Set the politics aside on this one. There are some interesting components. We can let the manufacturing and assembly be done overseas but how long before they catch up and start supplying the engineering and design too. Can this country continue to be a leader in design/developement? Can our current educational system generate the future intellectual components or will we begin to lose that "product" too.

Sooner than you think.

There is a TREMENDOUS driver to push engineering and design overseas. I see that everywhere in the petrochemical industry. It is not just the "call centers" that are in India.

In fact, the senior management in my company is providing INCENTIVES to individual projects to push engineering and procurment to low cost countries even when "straight up economics" don't justify the move. Senior management, thinking long term, sees a US based engineering infrastructure as a liability.
 
America's economy would do better, and excell, if Government, paticularly the Federal Government would just get the hell out of the way.

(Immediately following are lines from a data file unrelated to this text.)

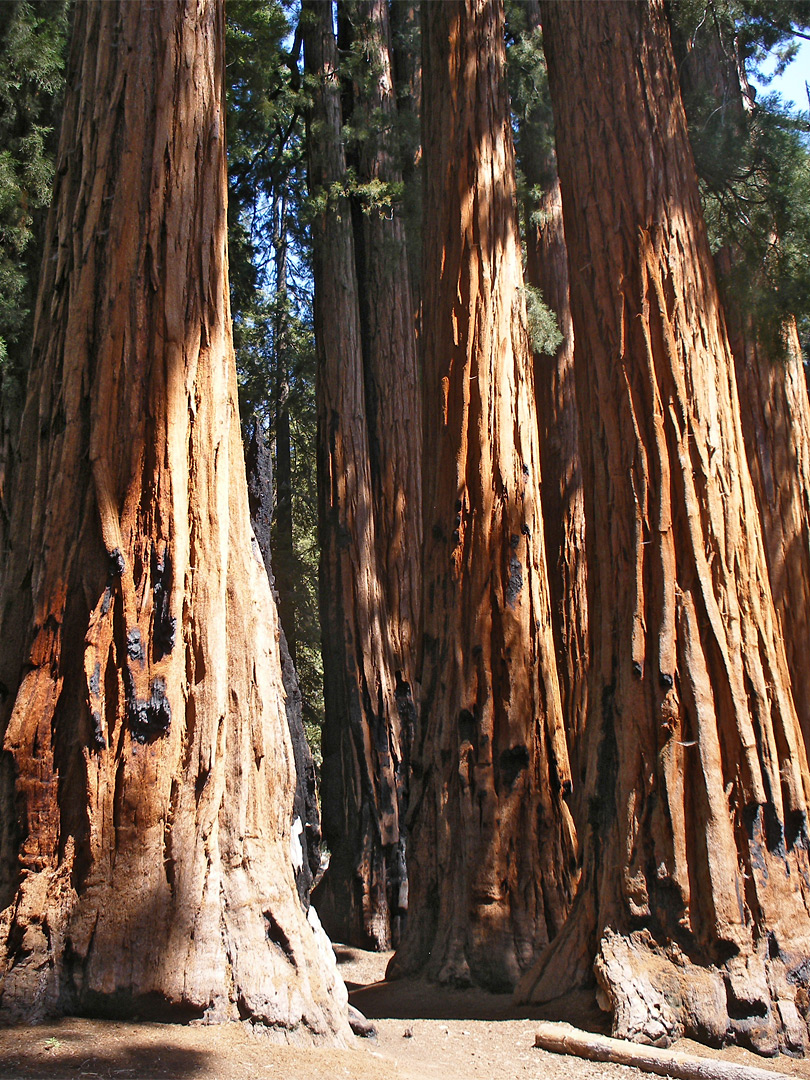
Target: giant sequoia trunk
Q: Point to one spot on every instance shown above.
(563, 499)
(390, 377)
(364, 758)
(773, 400)
(491, 850)
(145, 724)
(775, 422)
(692, 908)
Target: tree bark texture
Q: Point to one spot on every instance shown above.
(775, 423)
(284, 544)
(563, 498)
(390, 378)
(773, 400)
(692, 908)
(145, 723)
(491, 848)
(364, 745)
(306, 832)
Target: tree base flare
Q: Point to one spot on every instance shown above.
(657, 995)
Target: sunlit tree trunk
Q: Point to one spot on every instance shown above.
(491, 848)
(692, 908)
(284, 548)
(563, 499)
(364, 755)
(773, 401)
(144, 720)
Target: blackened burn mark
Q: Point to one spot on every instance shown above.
(164, 626)
(151, 716)
(514, 584)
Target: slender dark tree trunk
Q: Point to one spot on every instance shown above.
(144, 724)
(284, 553)
(364, 745)
(491, 848)
(692, 908)
(390, 378)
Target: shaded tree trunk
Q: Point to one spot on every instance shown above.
(692, 908)
(391, 380)
(773, 400)
(775, 422)
(563, 498)
(145, 720)
(364, 757)
(491, 847)
(284, 544)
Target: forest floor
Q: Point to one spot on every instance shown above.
(423, 1033)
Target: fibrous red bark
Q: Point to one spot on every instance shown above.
(491, 849)
(364, 753)
(692, 908)
(145, 723)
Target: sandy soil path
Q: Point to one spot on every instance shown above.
(423, 1033)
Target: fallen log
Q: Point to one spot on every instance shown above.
(565, 1039)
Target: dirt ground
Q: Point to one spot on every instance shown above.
(423, 1033)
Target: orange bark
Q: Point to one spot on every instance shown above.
(692, 909)
(145, 721)
(491, 849)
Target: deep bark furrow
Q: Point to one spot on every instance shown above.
(146, 721)
(490, 855)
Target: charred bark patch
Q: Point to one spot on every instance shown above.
(149, 716)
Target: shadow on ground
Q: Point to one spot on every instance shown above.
(56, 1054)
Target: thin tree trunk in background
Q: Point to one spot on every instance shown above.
(145, 719)
(391, 382)
(775, 422)
(563, 498)
(490, 858)
(692, 908)
(284, 553)
(363, 743)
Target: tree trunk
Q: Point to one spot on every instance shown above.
(391, 382)
(364, 757)
(407, 78)
(145, 723)
(563, 499)
(491, 848)
(692, 904)
(284, 544)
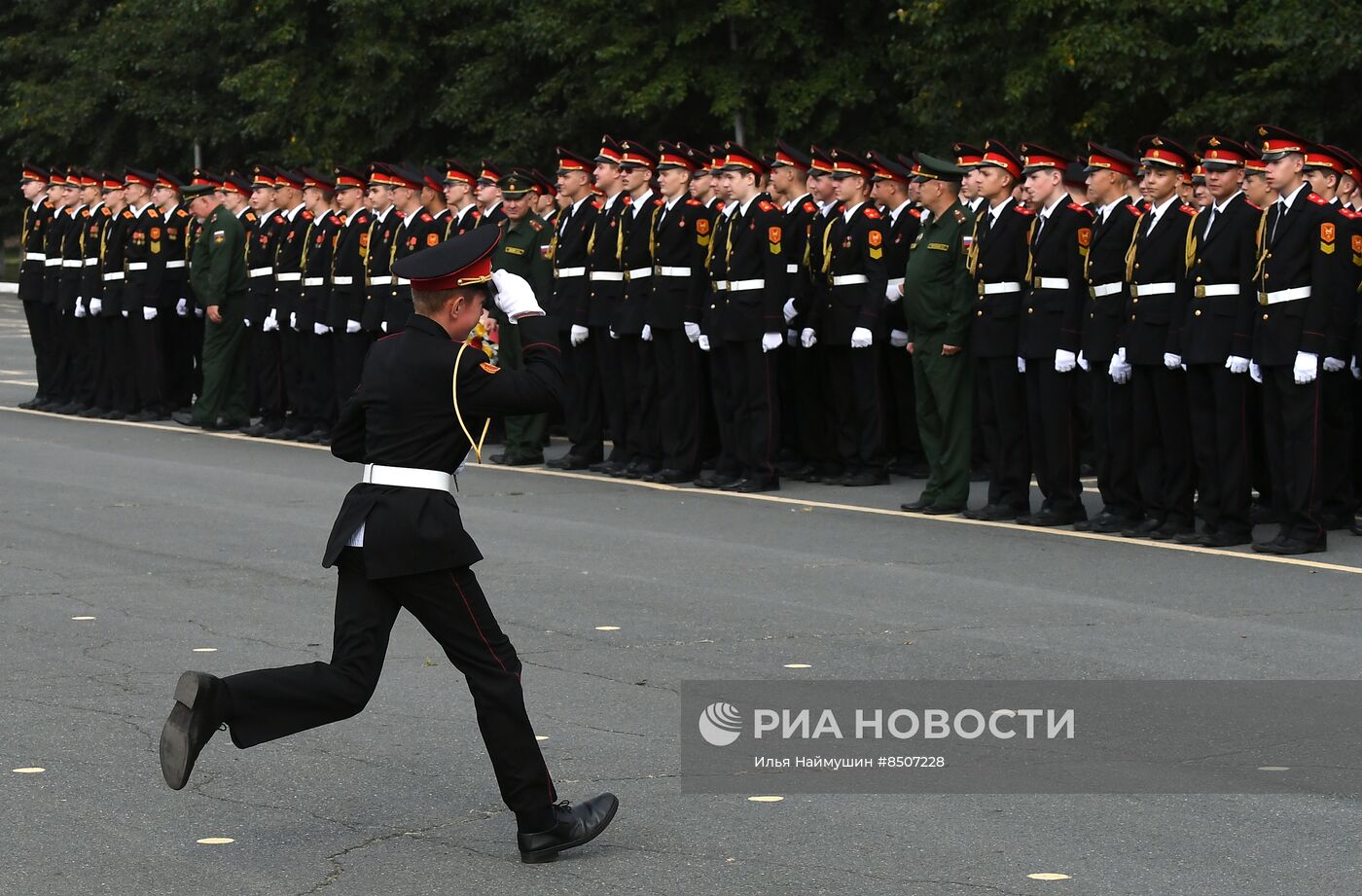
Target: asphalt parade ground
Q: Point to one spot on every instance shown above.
(129, 552)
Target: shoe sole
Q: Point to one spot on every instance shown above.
(540, 857)
(174, 735)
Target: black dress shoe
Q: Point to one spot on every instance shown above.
(197, 715)
(576, 825)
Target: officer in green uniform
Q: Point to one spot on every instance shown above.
(937, 295)
(218, 275)
(520, 252)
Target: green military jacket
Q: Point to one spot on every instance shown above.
(218, 272)
(937, 288)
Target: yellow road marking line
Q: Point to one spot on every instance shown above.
(770, 498)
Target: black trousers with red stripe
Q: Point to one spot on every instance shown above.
(272, 702)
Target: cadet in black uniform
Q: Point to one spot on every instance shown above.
(1216, 342)
(399, 542)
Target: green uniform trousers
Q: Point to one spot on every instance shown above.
(944, 391)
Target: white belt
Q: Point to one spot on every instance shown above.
(408, 477)
(1284, 296)
(1153, 289)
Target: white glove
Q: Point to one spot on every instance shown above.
(1307, 368)
(515, 297)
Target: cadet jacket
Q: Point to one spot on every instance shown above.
(1107, 288)
(347, 262)
(402, 415)
(143, 259)
(937, 289)
(636, 228)
(383, 232)
(1219, 315)
(857, 275)
(34, 228)
(72, 259)
(998, 258)
(605, 275)
(1294, 274)
(680, 279)
(218, 272)
(571, 234)
(1058, 293)
(753, 247)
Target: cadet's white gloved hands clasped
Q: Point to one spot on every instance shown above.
(515, 296)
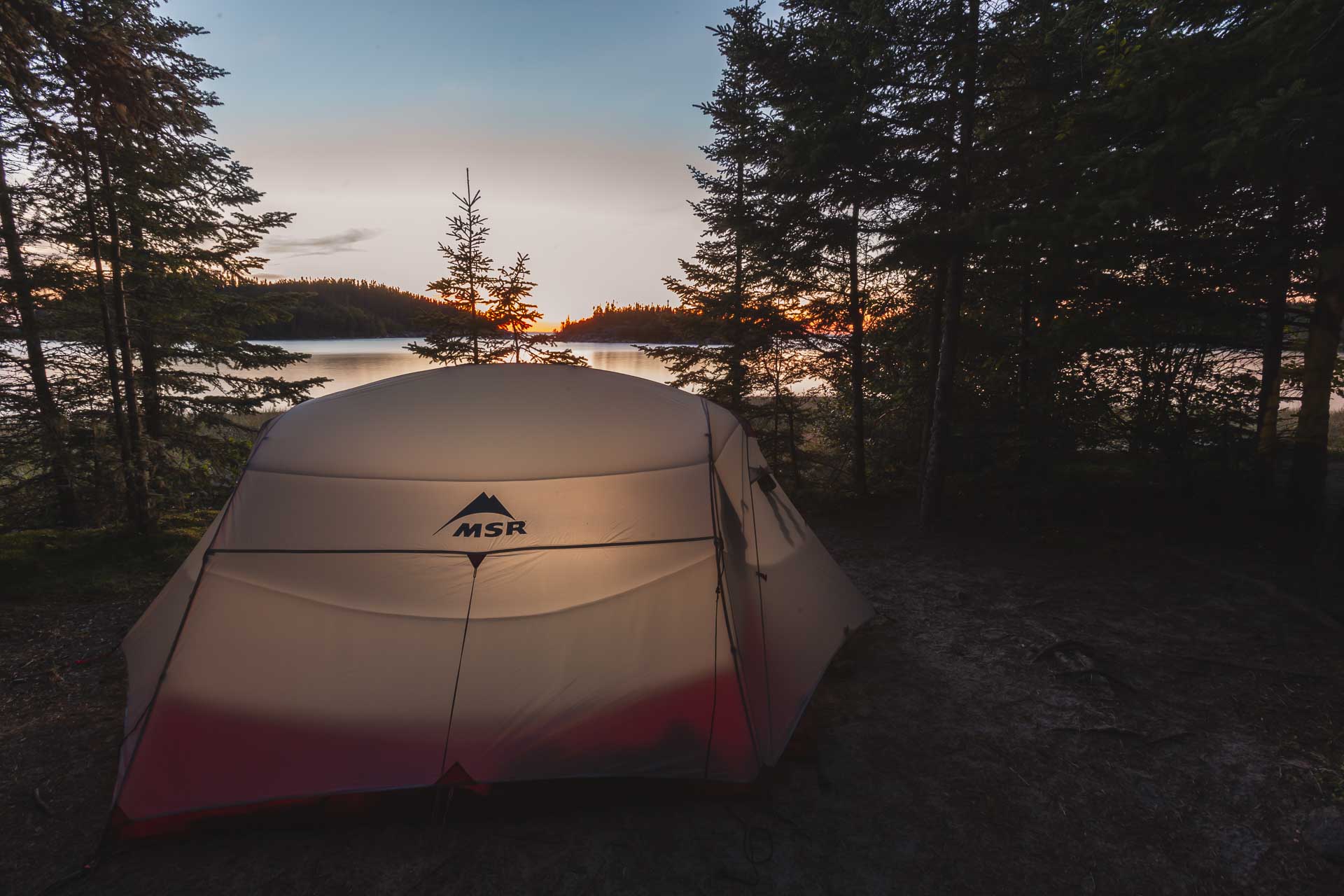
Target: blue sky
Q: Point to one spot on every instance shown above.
(575, 120)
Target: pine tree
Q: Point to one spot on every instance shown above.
(461, 333)
(727, 286)
(512, 315)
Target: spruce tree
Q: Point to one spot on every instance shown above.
(461, 333)
(729, 288)
(512, 315)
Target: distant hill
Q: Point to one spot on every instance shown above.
(344, 309)
(636, 323)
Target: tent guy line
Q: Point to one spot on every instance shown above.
(467, 554)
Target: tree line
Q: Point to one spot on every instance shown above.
(1015, 232)
(127, 232)
(340, 308)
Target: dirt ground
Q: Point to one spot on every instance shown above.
(1074, 711)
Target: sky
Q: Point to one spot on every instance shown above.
(577, 121)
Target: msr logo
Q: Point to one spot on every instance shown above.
(484, 504)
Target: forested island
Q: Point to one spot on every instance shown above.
(1069, 282)
(339, 308)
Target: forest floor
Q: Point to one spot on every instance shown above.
(1081, 706)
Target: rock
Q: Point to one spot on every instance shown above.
(1324, 832)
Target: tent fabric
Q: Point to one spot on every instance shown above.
(502, 573)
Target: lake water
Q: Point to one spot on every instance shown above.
(354, 362)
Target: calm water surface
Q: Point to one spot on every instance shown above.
(354, 362)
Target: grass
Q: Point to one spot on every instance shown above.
(96, 564)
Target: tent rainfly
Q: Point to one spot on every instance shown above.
(482, 574)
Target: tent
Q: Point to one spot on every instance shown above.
(482, 574)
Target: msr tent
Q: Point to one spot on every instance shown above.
(482, 574)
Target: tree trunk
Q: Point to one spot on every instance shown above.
(109, 343)
(930, 491)
(857, 379)
(140, 519)
(147, 340)
(1025, 331)
(50, 419)
(1323, 346)
(1272, 358)
(934, 348)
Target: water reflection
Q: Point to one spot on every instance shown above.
(355, 362)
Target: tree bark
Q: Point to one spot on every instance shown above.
(109, 342)
(151, 393)
(857, 363)
(50, 419)
(934, 473)
(140, 519)
(934, 347)
(1272, 356)
(1323, 346)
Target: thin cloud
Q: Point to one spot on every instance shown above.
(331, 245)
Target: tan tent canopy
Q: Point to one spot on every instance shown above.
(483, 574)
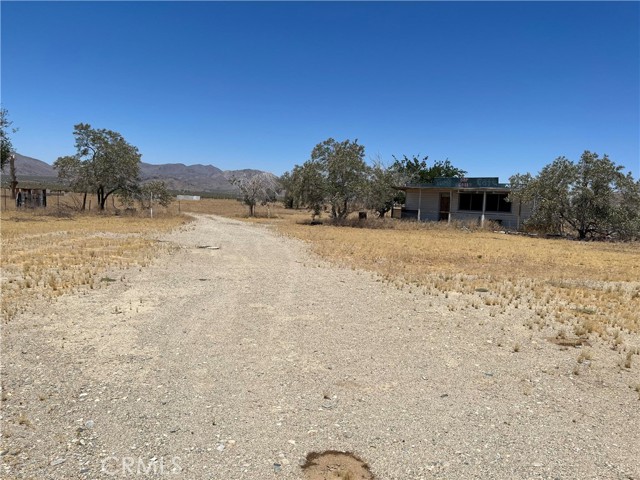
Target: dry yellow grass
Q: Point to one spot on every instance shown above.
(45, 255)
(593, 285)
(590, 286)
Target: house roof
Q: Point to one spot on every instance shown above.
(463, 183)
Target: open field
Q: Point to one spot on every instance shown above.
(44, 255)
(242, 360)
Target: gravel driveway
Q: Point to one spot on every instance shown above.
(235, 363)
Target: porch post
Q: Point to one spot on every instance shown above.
(484, 207)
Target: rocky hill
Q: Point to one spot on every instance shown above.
(177, 176)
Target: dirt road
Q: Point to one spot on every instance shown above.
(235, 363)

The price of goods and services are inflated by so many regulations and mandates it puts the security of all our jobs at stake. Additionally, it provides our competitors with an advantage because they don't have the same cost to comply with their government.

Don
 
Hey, I don't post responses because its never a discussion, it's just third grade playground name calling. :smt009

Thank you for the Christmas wishes, Merry Christmas to you and yours also. :thumbsup:


Then why do you start these post? Not all these guys have resorted to name calling but you ignore their question/comments.
 
Set the politics aside on this one. There are some interesting components. We can let the manufacturing and assembly be done overseas but how long before they catch up and start supplying the engineering and design too. Can this country continue to be a leader in design/developement? Can our current educational system generate the future intellectual components or will we begin to lose that "product" too.

I have seen this in the lumber and fishing industry.

There was a time when salmon were processed at a land based cannery. Lots of jobs. Now all is done aboard a foreign flagged ship, with foreign workers.

In the lumber industry, all we do now is ship logs overseas, they mill them in their mills and then sell the lumber back to us.